I was interested in learning about this new language because it is starting to revolutionize the way we design. Companies are beginning to implement Material Design into their logos, graphics, websites, and apps. The differences are subtle, but they make a huge difference once you notice it.
So, what is it?
In 2014, Google developed a new design language called Material Design, otherwise known as Quantum Paper.
Designed by Matías Duarte, Material Design makes more liberal use of grid-based layouts, responsive animations and transitions, padding, and depth effects such as lighting and shadows.
Google announced Material Design on June 25, 2014, at the 2014 Google I/O conference, but it is within the past year that it is being noticed by people other than designers. As of 2015, most of Google’s mobile applications for Android had applied the new design language, including Gmail, YouTube, Google Drive, Google Docs, Sheets and Slides, Google Maps, Inbox, Google+, all of the Google Play-branded applications, and to a smaller extent the Chrome browser and Google Keep. The desktop web-interfaces of Google Drive, Docs, Sheets, Slides and Inbox have incorporated it as well. More recently, it has started to appear in Chrome OS, such as in the system settings, file manager, and calculator apps
Duarte explained that, “unlike real paper, our digital material can expand and reform intelligently. Material has physical surfaces and edges. Seams and shadows provide meaning about what you can touch.” According to Google, their new design language is based on paper and ink but implementation will take place in an advanced manner
Why use it?
Material Design is revolutionary because of how amazingly well thought out it is. Success in implementing Material Design comes from following a type system, a color guide focusing on bold, but subtle, limited color, three-dimensional environment qualities focusing on surfaces, shadows and depth, and a meticulously gridded layout.

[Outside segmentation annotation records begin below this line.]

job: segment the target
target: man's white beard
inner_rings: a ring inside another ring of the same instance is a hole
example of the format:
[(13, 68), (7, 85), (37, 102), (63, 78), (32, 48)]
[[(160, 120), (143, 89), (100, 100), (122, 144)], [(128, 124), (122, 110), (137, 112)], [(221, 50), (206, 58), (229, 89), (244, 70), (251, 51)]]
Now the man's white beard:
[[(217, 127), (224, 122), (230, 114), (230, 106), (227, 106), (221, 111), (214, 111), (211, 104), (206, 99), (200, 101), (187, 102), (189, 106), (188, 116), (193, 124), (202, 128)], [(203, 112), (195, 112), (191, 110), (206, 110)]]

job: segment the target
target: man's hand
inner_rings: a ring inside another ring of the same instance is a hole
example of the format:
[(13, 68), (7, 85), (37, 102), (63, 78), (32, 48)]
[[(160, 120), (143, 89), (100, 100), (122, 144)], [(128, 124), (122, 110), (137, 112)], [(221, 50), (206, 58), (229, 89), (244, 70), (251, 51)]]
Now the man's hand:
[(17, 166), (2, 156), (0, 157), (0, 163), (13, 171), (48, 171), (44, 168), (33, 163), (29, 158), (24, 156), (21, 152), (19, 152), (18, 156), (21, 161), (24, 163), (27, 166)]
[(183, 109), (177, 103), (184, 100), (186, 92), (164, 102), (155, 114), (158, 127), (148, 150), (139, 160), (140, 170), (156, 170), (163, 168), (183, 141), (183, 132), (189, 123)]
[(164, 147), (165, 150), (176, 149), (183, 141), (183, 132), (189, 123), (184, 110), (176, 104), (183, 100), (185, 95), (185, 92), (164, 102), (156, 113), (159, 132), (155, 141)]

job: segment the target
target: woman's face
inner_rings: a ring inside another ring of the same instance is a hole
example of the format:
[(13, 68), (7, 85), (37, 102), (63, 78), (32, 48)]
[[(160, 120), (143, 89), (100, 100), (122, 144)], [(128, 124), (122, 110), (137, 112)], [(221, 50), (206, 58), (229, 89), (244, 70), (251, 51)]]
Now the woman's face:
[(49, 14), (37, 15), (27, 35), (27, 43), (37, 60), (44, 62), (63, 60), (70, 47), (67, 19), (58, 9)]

Material is the metaphor. Material Design is inspired by the physical world and its textures, including how they reflect light and cast shadows. Material surfaces reimagine the mediums of paper and ink.
How should I use it?
Check out this guide for all the information you need on Material Design. https://material.io/
Nate says
Good primer! If you have time, you might want to go back and fix the text alignment of the images for this post. It may look good on desktop, but on my Android device. it is breaking individual words apart every few characters, which makes it hard to read any text that is near the images. Feel free to delete this comment once you review it.